21 Feb 2022 2:42 PM GMT

  • Bhangi Remark: Punjab & Haryana High Court Refuses To Quash FIR Against Yuvraj Singh

    Court partly allowed his plea by quashing charges under Sections 153-A & 153-B of IPC.

    Punjab and Haryana High Court has recently rejected the petition seeking quashing of FIR against the cricketer Yuvraj Singh, in Hansi, Haryana for using the word 'Bhangi' during an Instagram live.Singh was booked for alleged commission of offences under S.153A and S.153B of IPC and S.3(1)(u) of the Scheduled Castes and Scheduled Tribes (Prevention of Atrocities) Act, 1989. Justice...

    Punjab and Haryana High Court has recently rejected the petition seeking quashing of FIR against the cricketer Yuvraj Singh, in Hansi, Haryana for using the word 'Bhangi' during an Instagram live.

    Singh was booked for alleged commission of offences under S.153A and S.153B of IPC and S.3(1)(u) of the Scheduled Castes and Scheduled Tribes (Prevention of Atrocities) Act, 1989.

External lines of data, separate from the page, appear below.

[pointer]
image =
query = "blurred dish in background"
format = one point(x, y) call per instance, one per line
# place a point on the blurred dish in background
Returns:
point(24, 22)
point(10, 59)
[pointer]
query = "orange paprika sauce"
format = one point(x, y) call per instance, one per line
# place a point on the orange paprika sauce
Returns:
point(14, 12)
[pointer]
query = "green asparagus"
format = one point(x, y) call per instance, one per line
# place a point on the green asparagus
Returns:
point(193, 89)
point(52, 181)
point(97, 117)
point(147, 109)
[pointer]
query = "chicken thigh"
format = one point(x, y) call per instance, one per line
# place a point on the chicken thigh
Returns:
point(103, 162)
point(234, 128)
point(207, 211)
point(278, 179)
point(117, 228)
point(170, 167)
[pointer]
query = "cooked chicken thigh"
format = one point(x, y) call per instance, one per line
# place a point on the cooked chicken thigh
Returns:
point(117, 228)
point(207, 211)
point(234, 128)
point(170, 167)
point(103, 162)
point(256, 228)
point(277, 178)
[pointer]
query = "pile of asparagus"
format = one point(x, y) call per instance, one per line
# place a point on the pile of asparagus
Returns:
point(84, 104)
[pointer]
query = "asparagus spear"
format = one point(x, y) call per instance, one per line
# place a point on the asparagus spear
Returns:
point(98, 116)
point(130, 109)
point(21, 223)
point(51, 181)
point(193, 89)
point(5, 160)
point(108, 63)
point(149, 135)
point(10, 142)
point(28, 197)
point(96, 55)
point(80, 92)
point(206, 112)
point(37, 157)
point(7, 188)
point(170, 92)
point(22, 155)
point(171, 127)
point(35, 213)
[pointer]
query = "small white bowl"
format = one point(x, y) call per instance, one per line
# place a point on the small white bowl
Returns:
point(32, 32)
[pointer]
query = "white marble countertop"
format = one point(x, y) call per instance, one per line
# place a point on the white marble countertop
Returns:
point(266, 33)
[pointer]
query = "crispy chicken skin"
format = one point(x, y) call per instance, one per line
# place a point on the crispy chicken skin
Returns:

    Justice Amol Rattan Singh observed that the offences punishable under Sections 153-A and 153-B of the IPC are not found to be committed by Singh even prima facie. However, regarding whether the offences under S.3(1)(u) and S.3(1)(s) of the SC&ST (Prevention of Atrocities Act), 1989 had been committed, it held that the investigation agency must complete its investigation and must come to its own conclusion.

    It observed,

    "even if the intention of the user of the word may not be so but the result thereof is to cause 'indignities/humiliation to any member of a scheduled caste, by reference to any name of a caste as a derogatory word or a pejorative, the intention of the user of such word may become insignificant, looking at the aims and objective of the Act."

    Also Read: ['Bhangi' Remark] "No Intention To Insult But Word Used In Derogatory Sense": P&H HC Grants Partial Relief To Yuvraj Singh

    The facts of the case are as follows: In April 2020, Yuvraj Singh and Rohit Sharma in a live chat on Instagram, referred to Yuzvendra Chahal and Kuldeep Yadav as Bhangi in a statement, "Yaar ye Bhangi log kuch nahin karte hain."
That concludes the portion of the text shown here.